Claims data rebuild was complete but disk 7 still showing same error on dashboard. I pulled a diagnostic log. Going to shut down and re-balance the power load on the wires to see if it'll help. And I can put the new 10TB drive in. Looks like the 3TB drive has too many reallocated sectors so it's in a pre-fail stage. I'll use the RMA drive I'll get in a few weeks to swap that one out.

plexnas-diagnostics-20221202-1842.zip

Link to comment
2 hours ago, dzyuba86 said:

disk 7 still showing same error on dashboard

There is an Unraid webUI page actually named Dashboard, but I think you may be using that word differently.

 

Looks like disk7 dropped and reconnected as a different device so Unraid lost track of it again.

 

Disabled/emulated disk7 is also unmountable. You should repair filesystem on the emulated disk before attempting to rebuild to the same disk. Better yet, rebuild to another disk and keeping the original will give more options to recover.

 

 

Link to comment
16 minutes ago, trurl said:

There is an Unraid webUI page actually named Dashboard, but I think you may be using that word differently.

 

Looks like disk7 dropped and reconnected as a different device so Unraid lost track of it again.

 

Disabled/emulated disk7 is also unmountable.

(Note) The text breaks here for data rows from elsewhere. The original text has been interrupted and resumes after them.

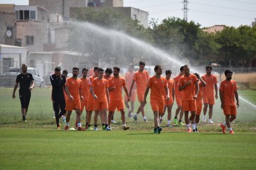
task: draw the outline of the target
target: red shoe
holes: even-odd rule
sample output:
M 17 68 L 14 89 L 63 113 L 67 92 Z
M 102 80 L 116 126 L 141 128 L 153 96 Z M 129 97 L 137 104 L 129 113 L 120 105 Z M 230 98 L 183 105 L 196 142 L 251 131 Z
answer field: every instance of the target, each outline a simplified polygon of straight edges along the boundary
M 230 131 L 229 131 L 229 133 L 230 133 L 231 134 L 234 134 L 233 130 Z
M 226 134 L 226 126 L 223 125 L 223 124 L 221 124 L 221 130 L 223 134 Z
M 83 128 L 82 128 L 81 127 L 79 127 L 78 129 L 77 129 L 77 131 L 85 131 L 86 129 L 83 129 Z
M 67 131 L 69 130 L 69 126 L 65 126 L 65 131 Z

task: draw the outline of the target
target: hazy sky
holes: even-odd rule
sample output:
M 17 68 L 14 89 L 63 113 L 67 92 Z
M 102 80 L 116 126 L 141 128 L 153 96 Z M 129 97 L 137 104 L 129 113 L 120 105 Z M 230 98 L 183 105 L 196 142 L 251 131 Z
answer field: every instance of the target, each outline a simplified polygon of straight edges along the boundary
M 43 1 L 43 0 L 42 0 Z M 53 0 L 53 1 L 54 0 Z M 75 1 L 75 0 L 74 0 Z M 148 19 L 160 22 L 168 17 L 183 18 L 183 0 L 124 0 L 124 6 L 148 12 Z M 28 0 L 0 0 L 0 4 L 28 5 Z M 199 23 L 202 27 L 214 25 L 239 26 L 251 25 L 256 18 L 255 0 L 190 0 L 188 21 Z

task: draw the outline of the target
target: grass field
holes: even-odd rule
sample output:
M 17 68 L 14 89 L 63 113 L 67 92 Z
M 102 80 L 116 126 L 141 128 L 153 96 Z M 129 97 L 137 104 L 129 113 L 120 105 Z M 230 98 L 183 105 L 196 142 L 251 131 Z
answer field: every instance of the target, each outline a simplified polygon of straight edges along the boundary
M 121 130 L 116 112 L 118 123 L 113 124 L 113 131 L 66 132 L 56 130 L 51 89 L 33 90 L 27 123 L 21 121 L 18 94 L 13 100 L 12 92 L 11 88 L 0 89 L 1 169 L 256 168 L 255 108 L 243 101 L 232 124 L 234 136 L 222 134 L 218 123 L 200 123 L 199 133 L 187 134 L 185 126 L 174 126 L 153 134 L 149 105 L 145 107 L 148 122 L 143 123 L 141 115 L 138 123 L 127 118 L 127 131 Z M 256 91 L 239 94 L 256 103 Z M 174 105 L 173 115 L 176 108 Z M 213 111 L 213 120 L 223 121 L 219 99 Z M 166 115 L 163 126 L 166 123 Z

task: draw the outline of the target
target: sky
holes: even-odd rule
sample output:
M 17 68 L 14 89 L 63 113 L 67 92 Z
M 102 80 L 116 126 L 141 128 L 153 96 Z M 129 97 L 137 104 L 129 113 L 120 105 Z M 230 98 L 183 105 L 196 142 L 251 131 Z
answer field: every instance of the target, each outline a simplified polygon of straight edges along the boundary
M 43 1 L 43 0 L 42 0 Z M 54 1 L 54 0 L 53 0 Z M 75 1 L 75 0 L 74 0 Z M 124 7 L 138 8 L 149 13 L 148 20 L 168 17 L 183 18 L 184 0 L 124 0 Z M 255 0 L 189 0 L 187 20 L 208 27 L 225 25 L 238 27 L 251 25 L 256 18 Z M 0 0 L 0 4 L 28 5 L 28 0 Z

You should repair filesystem on the emulated disk before attempting to rebuild to the same disk. Better yet, rebuild to another disk and keeping the original will give more options to recover.

 

 

I currently have brand new 10TB Seagate ironwolfs in disk 1 and 7 and it's running a rebuild. Disk 7 is still showing unmountable: unknown or no file system message though. Seems like my disk 7 is really messed up. 

Link to comment
5 hours ago, dzyuba86 said:

Disk 7 is still showing unmountable: unknown or no file system message though.

A rebuild will not correct this state - if an emulated disk is showing as unmountable then the rebuilt disk will be the same.

 

the correct handling of unmountable disks is covered here in the online documentation accessible via the ‘Manual’ link at the bottom of the GUI or the DOCS link at the top of each forum page.

Link to comment
19 hours ago, itimpi said:

A rebuild will not correct this state - if an emulated disk is showing as unmountable then the rebuilt disk will be the same.

 

the correct handling of unmountable disks is covered here in the online documentation accessible via the ‘Manual’ link at the bottom of the GUI or the DOCS link at the top of each forum page.

I've done a check with -nv parameter several times now. Not sure what else to do to make it stop showing as an unmountable disk.

Link to comment
2 hours ago, dzyuba86 said:

I've done a check with -nv parameter several times now. Not sure what else to do to make it stop showing as an unmountable disk.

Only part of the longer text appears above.